Мой ненаглядный трясущимися руками перебирал пачку документов. Похоже, он уже полностью перестал соображать. Я выдернула у него из руки пластиковый квадратик, перегнулась через этого идиота и высунулась в водительское окно со своей самой чарующей улыбкой – откуда только что взялось:
– Трясогузкин? Какая у вас милая фамилия. А вы всегда дежурите на этом перекрестке? Я вас раньше никогда не замечала, а как можно не заметить такого интересного мужчину! Вот наши права! А что, разве мы что-нибудь нарушили?
– У вас не горит левый габаритный фонарь, – пробасил Трясогузкин, растерявшийся от моей болтовни.
Он хотел продолжить, но я затараторила:
– У этого ужасного человека, – кивок в сторону ненаглядного, – руки растут не из того места. Он так запустил машину! Это просто кошмар! Но вы не беспокойтесь, товарищ сержант, я возьму этот вопрос под свой личный контроль. Левый габаритный фонарь, вы говорите? Я заставлю его все сделать! Прямо с утра! И левый габаритный, и правый габаритный… Мы сейчас очень торопимся, потому что у нас собака негуляна, но все равно я ему говорю: «Герман, поезжай аккуратно, не превышай скорость, соблюдай все правила… Матильда подождет…»
– Какая Матильда?! – спросил слегка прибалдевший сержант Трясогузкин.
– Как – какая Матильда?! – переспросила я с удивлением. – Наша собака, ризеншнауцер! Та, которая негуляна! Но я все равно сказала: «Герман, не превышай скорость!» Мы ведь не превышали скорость?
– Не… не превышали, – нервно ответил вконец запутавшийся в потоках моего красноречия сержант, – поезжайте… к Матильде. – И он торопливо сунул ненаглядному права, окинув его при этом жалостливым и сочувственным взглядом: терпи, мол, мужик, раз уж женился на такой, сам дурака свалял…

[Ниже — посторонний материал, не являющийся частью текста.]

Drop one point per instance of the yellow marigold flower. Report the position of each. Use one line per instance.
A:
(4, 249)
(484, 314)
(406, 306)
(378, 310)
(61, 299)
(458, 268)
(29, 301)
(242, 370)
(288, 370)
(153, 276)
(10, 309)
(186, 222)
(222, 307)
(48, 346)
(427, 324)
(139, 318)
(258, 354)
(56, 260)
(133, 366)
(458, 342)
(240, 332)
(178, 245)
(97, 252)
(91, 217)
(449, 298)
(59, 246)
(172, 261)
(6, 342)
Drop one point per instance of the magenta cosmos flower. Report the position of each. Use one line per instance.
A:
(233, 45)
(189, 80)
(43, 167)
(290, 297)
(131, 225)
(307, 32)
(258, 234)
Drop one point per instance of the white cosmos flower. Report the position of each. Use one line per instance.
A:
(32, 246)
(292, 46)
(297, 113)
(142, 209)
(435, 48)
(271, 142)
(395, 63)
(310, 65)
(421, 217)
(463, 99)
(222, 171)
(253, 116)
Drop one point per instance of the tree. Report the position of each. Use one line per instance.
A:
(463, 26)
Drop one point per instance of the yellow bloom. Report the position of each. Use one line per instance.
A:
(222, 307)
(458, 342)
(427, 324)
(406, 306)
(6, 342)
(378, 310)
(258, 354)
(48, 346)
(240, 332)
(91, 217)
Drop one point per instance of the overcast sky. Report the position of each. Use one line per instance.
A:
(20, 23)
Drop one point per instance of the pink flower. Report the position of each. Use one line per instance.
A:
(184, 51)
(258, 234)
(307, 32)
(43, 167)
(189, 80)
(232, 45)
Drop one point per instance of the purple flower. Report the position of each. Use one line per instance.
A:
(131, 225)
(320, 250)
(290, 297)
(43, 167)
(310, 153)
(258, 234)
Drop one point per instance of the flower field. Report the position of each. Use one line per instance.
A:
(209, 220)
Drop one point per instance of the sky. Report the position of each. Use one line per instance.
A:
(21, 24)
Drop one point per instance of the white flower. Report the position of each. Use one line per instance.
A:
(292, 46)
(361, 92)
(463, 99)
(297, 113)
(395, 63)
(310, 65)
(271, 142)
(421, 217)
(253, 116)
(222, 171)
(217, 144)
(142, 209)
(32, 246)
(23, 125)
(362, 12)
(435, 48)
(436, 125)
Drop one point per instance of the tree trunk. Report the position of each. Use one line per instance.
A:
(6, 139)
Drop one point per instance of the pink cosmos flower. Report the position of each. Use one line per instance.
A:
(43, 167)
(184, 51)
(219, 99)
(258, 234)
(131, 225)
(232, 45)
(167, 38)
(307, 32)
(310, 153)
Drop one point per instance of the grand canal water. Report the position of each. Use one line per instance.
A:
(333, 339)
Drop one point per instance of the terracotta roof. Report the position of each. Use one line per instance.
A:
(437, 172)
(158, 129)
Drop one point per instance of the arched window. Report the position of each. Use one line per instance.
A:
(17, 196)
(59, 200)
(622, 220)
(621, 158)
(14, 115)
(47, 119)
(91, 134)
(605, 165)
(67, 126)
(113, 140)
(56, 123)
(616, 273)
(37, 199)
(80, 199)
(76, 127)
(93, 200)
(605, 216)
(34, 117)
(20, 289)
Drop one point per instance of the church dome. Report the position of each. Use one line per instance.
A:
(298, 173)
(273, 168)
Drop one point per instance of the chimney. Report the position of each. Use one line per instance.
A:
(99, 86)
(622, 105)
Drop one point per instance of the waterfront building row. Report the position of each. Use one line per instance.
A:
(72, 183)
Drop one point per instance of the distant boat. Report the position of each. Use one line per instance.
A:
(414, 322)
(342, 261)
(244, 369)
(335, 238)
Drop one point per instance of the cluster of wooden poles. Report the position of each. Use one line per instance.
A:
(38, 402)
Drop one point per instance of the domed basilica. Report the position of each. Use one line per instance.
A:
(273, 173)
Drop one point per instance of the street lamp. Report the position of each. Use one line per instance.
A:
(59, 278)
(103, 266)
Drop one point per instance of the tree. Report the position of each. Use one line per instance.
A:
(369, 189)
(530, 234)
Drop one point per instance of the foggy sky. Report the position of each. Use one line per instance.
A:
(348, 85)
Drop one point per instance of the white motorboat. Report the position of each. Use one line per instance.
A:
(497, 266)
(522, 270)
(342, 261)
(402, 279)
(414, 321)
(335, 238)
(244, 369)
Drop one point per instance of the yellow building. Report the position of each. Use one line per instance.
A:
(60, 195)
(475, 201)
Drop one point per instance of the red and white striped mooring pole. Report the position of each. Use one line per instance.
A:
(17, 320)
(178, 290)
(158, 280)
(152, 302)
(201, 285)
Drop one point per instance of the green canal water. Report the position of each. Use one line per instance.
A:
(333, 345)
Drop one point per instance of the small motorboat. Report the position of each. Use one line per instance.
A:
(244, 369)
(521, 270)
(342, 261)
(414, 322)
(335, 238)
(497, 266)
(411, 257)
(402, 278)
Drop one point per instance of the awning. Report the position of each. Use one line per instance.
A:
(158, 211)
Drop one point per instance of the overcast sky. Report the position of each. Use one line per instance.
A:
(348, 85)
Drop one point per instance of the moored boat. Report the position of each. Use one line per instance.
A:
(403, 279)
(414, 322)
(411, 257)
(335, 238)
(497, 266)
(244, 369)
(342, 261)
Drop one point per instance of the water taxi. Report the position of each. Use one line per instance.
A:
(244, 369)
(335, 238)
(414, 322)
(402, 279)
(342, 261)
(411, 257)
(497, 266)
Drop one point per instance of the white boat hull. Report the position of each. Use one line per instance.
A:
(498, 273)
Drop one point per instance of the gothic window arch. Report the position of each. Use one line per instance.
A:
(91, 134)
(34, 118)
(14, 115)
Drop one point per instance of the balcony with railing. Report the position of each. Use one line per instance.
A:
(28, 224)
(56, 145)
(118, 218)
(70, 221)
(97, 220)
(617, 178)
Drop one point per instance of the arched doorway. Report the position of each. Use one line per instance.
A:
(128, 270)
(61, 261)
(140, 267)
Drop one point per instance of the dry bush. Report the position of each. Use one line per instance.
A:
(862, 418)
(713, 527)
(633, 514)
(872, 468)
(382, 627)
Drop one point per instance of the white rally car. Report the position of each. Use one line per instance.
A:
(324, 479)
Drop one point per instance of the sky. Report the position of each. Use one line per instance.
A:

Только отъехав на безопасное расстояние от перекрестка, ненаглядный скосил на меня глаза:
– Ну, ты даешь!
– А ты как думал? – гордо ответила я. – Что бы ты без меня делал? Не отвлекайся! За дорогой следи!
– А если бы он попросил багажник открыть? – не унимался ненаглядный.
– Если бы да кабы… еще что-нибудь придумала бы!
Но, честно говоря, я сама была очень удивлена неожиданно открывшимися у меня способностями. Я была просто уверена, что сумею заморочить голову сержанту. Так оно и вышло. Нельзя сказать, что я не боялась, но чувство страха придавало всем ощущениям особенную остроту. Я прислушалась к себе и поняла, что изменилось: исчезла постоянная гнетущая скука. Эта скука, преследовавшая меня с детства в доме родителей, скука, с которой я свыклась, как больной ревматизмом свыкается с ломотой в костях, скука, казалось растворенная у меня в крови, наконец исчезла, и кровь бурлила и пузырилась во мне, как шампанское в бокале.
Больше нам никто не попадался. Ночное шоссе было пустынно. Узнав знакомую дорогу, я велела ненаглядному свернуть с Выборгского шоссе. Километров через пять мы еще раз свернули на проселок, потом – на грунтовку. Я с ужасом ожидала, что мы вот-вот застрянем, но бог миловал – «копейка» потихоньку тащилась через весенний лес.
Наконец сбоку от дороги я увидела большую круглую яму, до краев наполненную водой, – наверное, оставшуюся от войны воронку.